January 26, 2012 — On a downright magical night, Literary Death Match declared LA its home before a jam-packed house at Busby's East, followed by a nonstop series of hilarity, tenderness, fabulism, wordplay and beyond, which finished with Matthew Specktor nipping Ben Loory in a literary spelling bee by a razor-close margin, nailing "Ondaatje" to give him a 17-16 lead, and the LDM LA, Ep. 5 crown. 
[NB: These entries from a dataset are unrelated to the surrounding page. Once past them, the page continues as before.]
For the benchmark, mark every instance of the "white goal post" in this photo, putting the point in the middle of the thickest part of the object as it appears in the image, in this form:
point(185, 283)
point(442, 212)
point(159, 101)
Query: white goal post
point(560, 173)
The audience was groomed for action by hosts Melinda Hill and LDM creator-philosopher Todd Zuniga, who lit up the stage with a to-and-fro chemistry not unreminiscent of Sonny and Cher, or any other successful double act in recent memory. Zuniga introduced the gaping multitudes to the judges: five-time Emmy winner Chris Regan (writer for The Daily Show, author of Mass Historia and co-author of America (The Book)), Twitter hilaritrist Megan Amram, and the hysterically funny actor/stand-up Natasha Leggero (from He's Just Not that Into You and Ugly Americans). They parleyed confidently about bald eagles, Stieg Larsson, and the Twitter/Ulysses nexus.

Round one went like this: The Los Angeles Review of Books' senior editor Matthew Specktor (author of That Summertime Sound), told an elegiac, crepusculean yarn about Old Los Angeles, in which consoling a vomiting George Clooney in the bathroom of a cavernous boozer called The Hamlet became an emblem of Specktor’s own nostalgia (appreciative rather than brooding) for a city in decay. Closely behind (wink) was creator of Dirty Laundry Lit and PEN Emerging Voices Alum Natashia Deón, who changed the tone for the steamier with her lusciously-performed diary entry of a 19th century imp recollecting an ecstatic-epiphanic sex encounter with a fragrant travelling salesman, hung like an ox (so we imagine). We all marveled at her ability to transmit to the audience that spine-altering thrill of letting a stranger in, for the ‘stretching’ of her ‘potential’. For Specktor, the judges were appreciative rather than brooding for his ‘geographical accuracy’ and his shout out to ‘burgers.' For Deón, the judges mentioned Michael York, which was an unwelcome juxtaposition, everyone agreed. After a long deliberation, and several coinflips, it was decided that Specktor would move on as the night's first finalist. 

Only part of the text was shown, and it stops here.